La lectura de hoy proviene de la última y más grande de las cuatro visiones, que describe un tiempo de ira (cap. 10-11) y un tiempo del Fin (cap. 12). Mientras que la primera parte se enfoca en los eventos terrenales, es decir, la profanación del templo de Jerusalén por parte de Antíoco IV (c. 215-163 a. C.), la última está interesada en asuntos más celestiales. Habrá, escribió Daniel, “un tiempo de angustia sin igual”, del cual sólo escaparán aquellos cuyos nombres estén “escritos en un libro”, una referencia al libro de los elegidos mencionado en Éxodo 32 (vs. 32-33).

El pasaje de Daniel 12 es significativo por su clara descripción de una resurrección de entre los muertos, una de las primeras referencias de este tipo en el Antiguo Testamento. Algunos que “despierten” vivirán para siempre, mientras que otros sufrirán “un horror y una vergüenza eternos”.

La lectura del Evangelio de Marcos es del Discurso de los Olivos, y viene después de que Jesús entró en Jerusalén, inspeccionó el Templo y dictó sentencia (Mc 11, 1-25). Este pasaje se llama un “pequeño apocalipsis”, que contiene un discurso de Jesús sobre la destrucción del Templo en el año 70 dC y el día del juicio final. Al igual que El Apocalipsis, el libro final del Nuevo Testamento, el pequeño apocalipsis contiene imágenes cósmicas (ya veces desconcertantes) y lenguaje profético extraído del Antiguo Testamento.
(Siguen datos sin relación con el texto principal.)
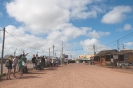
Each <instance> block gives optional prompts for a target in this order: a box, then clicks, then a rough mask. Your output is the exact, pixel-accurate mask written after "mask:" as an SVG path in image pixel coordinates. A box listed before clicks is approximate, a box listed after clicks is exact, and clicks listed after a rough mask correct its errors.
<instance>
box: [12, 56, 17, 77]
mask: <svg viewBox="0 0 133 88" xmlns="http://www.w3.org/2000/svg"><path fill="white" fill-rule="evenodd" d="M17 65H18V57H14V59H13V65H12V66H13V77H14V78H16V76H15V73H16V67H17Z"/></svg>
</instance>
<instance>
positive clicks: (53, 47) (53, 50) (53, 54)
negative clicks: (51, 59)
mask: <svg viewBox="0 0 133 88" xmlns="http://www.w3.org/2000/svg"><path fill="white" fill-rule="evenodd" d="M54 47H55V46H54V44H53V58H54Z"/></svg>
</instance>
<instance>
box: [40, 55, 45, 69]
mask: <svg viewBox="0 0 133 88" xmlns="http://www.w3.org/2000/svg"><path fill="white" fill-rule="evenodd" d="M41 65H42V67H43V68H44V67H45V58H44V56H42V57H41Z"/></svg>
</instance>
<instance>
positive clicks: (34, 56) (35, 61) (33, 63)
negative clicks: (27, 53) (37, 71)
mask: <svg viewBox="0 0 133 88" xmlns="http://www.w3.org/2000/svg"><path fill="white" fill-rule="evenodd" d="M35 62H36V57H35V55H33V57H32V64H33V68H34V69H35Z"/></svg>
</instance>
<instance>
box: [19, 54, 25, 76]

Las imágenes del sol y la luna oscurecidos, las estrellas fugaces y los poderes del cielo sacudidos provienen de la retórica profética utilizada por Isaías, Jeremías, Joel, Amós y otros.

Estas imágenes celestiales tienen varias capas y se refieren a uno o más de los siguientes: un día de juicio divino, la destrucción de una ciudad extranjera, la destrucción de Jerusalén (cf. Isa 24:10-23; Jer 4:11-31) , la restauración de Israel del exilio y la venida del Mesías (Isaías 13:10-14:2).

Jesús no estaba usando códigos y cifras, sino el lenguaje celestial de los profetas al entregar su mensaje de juicio. Sin embargo, no fue sólo juicio, sino también esperanza proclamada por el Hijo del Hombre. Su Pasión y muerte próximas liberarían a su pueblo de la tribulación e iniciarían la restauración de Israel.

Daniel escribió sobre “el hijo del hombre que viene en las nubes” (Dan 7,13), una figura mesiánica que Jesús identificó directamente consigo mismo (Mc 13,26; 8,38). El Hijo del Hombre “reunirá a sus elegidos”, conducirá un nuevo éxodo fuera del pecado y de la muerte, y formará un nuevo Israel, la Iglesia, a través de la nueva alianza de su sangre. El nuevo sumo sacerdote es también el nuevo Templo, y sólo él “perfeccionó a los que se consagran” (Hb 10,14).

(Esta columna “Abriendo la Palabra” apareció originalmente en la edición del 18 de noviembre de 2015 de Nuestro visitante dominical periódico.)